Main screen: pick a mode, hit start

Three modes: LIVE (speech around you), MEDIA (audio playing on the phone), BOTH (split surface). Audio I/O runs through the glasses’ speaker and mic whenever they’re paired so the wearer hears and speaks privately. No one nearby has to overhear. The phone’s own speaker and mic are a last resort because they’d broadcast to the room. The toggles below let the user pick where captions show up. No source selection: the phone makes that choice.

cap2 · phone 02

Capturing LIVE: captions scroll on phone and glasses together

When the session is running, the status pill turns green and names the active mic source. The transport-details row shows the Wi-Fi link to the glasses streaming frames. Captions land here on the phone in real time and on the glasses HUD at the same time. Partials show dimmer and italic, finals show solid, low-confidence words show italic. Same conventions the glasses use.

cap2 · phone 03

Captions overlaid on a social-media video

A TikTok-style portrait video plays in another app. The creator is talking but the video has no native captions, which is most social video. Cap2’s floating overlay window sits over the lower-third of the screen as a translucent pill with white captions, captured live as the creator speaks.

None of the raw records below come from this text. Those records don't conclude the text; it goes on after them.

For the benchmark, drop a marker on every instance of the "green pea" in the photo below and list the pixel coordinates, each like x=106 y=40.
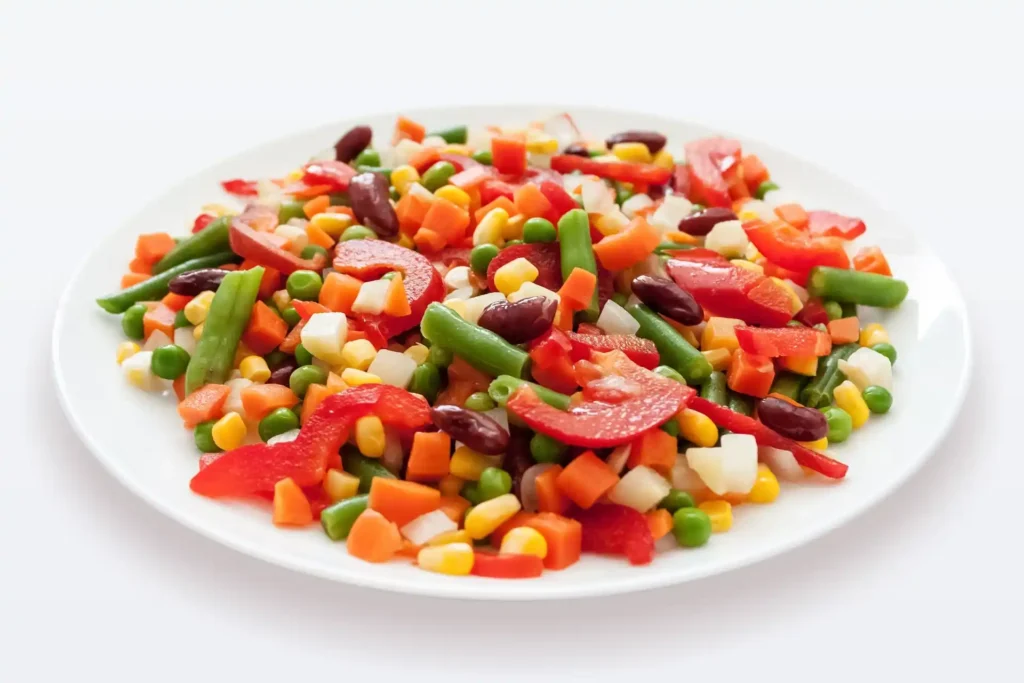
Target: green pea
x=479 y=401
x=840 y=424
x=203 y=435
x=357 y=232
x=131 y=322
x=545 y=449
x=691 y=526
x=304 y=285
x=494 y=482
x=368 y=157
x=879 y=399
x=539 y=229
x=481 y=256
x=886 y=349
x=278 y=422
x=169 y=361
x=436 y=176
x=304 y=376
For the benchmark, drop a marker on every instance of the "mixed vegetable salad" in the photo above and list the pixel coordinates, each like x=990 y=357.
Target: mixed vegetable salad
x=492 y=350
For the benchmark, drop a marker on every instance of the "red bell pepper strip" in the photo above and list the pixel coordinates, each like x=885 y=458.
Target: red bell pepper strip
x=742 y=424
x=594 y=424
x=641 y=351
x=794 y=249
x=826 y=223
x=368 y=259
x=775 y=342
x=616 y=529
x=254 y=469
x=612 y=170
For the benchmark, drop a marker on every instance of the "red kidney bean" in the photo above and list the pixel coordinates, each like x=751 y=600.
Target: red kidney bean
x=700 y=223
x=352 y=142
x=797 y=422
x=195 y=282
x=654 y=141
x=369 y=194
x=519 y=322
x=476 y=430
x=668 y=298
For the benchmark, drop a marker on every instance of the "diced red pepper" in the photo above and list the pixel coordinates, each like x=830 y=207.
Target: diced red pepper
x=368 y=259
x=599 y=424
x=742 y=424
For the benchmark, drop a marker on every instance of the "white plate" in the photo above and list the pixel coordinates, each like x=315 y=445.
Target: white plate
x=138 y=437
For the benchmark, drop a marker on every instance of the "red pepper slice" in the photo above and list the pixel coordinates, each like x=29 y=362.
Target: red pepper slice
x=597 y=424
x=612 y=170
x=252 y=469
x=493 y=565
x=368 y=259
x=742 y=424
x=775 y=342
x=794 y=249
x=826 y=223
x=641 y=351
x=616 y=529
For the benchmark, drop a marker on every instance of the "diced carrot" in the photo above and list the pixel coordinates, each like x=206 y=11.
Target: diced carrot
x=265 y=330
x=315 y=206
x=373 y=538
x=291 y=507
x=428 y=461
x=751 y=374
x=401 y=502
x=586 y=479
x=620 y=251
x=259 y=400
x=204 y=403
x=845 y=330
x=339 y=292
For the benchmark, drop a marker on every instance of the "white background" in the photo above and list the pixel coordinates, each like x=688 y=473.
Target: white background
x=103 y=104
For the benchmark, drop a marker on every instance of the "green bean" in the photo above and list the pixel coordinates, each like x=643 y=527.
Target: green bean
x=867 y=289
x=818 y=392
x=578 y=252
x=480 y=348
x=155 y=288
x=222 y=330
x=675 y=351
x=211 y=240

The pill is draggable so the user can move it off the creator’s face or off the engagement-icons column on the right. No other app needs to be modified; the overlay is a system-level window the user opted in to.

cap2 · phone 04

BOTH mode: live conversation and media at the same time

If the user is watching media but still wants to hear the person sitting next to them, BOTH mode runs both pipelines together. Live captions take the top of the surface; media captions fill the bottom. Useful in homes where someone may walk in mid-show, or on transit where a stop announcement matters.

cap2 · phone 05

Appearance and behavior settings

Caption appearance (text size, color preset, glasses HUD text size) sits with the two behavior toggles that matter most. First: prefer the glasses’ speaker and mic when paired (on by default; keeps audio private to the wearer because the phone’s speaker would broadcast media into the room; this is also the fallback when an on-app caption scraper can’t fire). Second: the network-lookups toggle for lyric fetch in MEDIA mode (off by default; when on, sends only artist and track title to lrclib.net, never audio). HUD brightness picker for the glasses display below.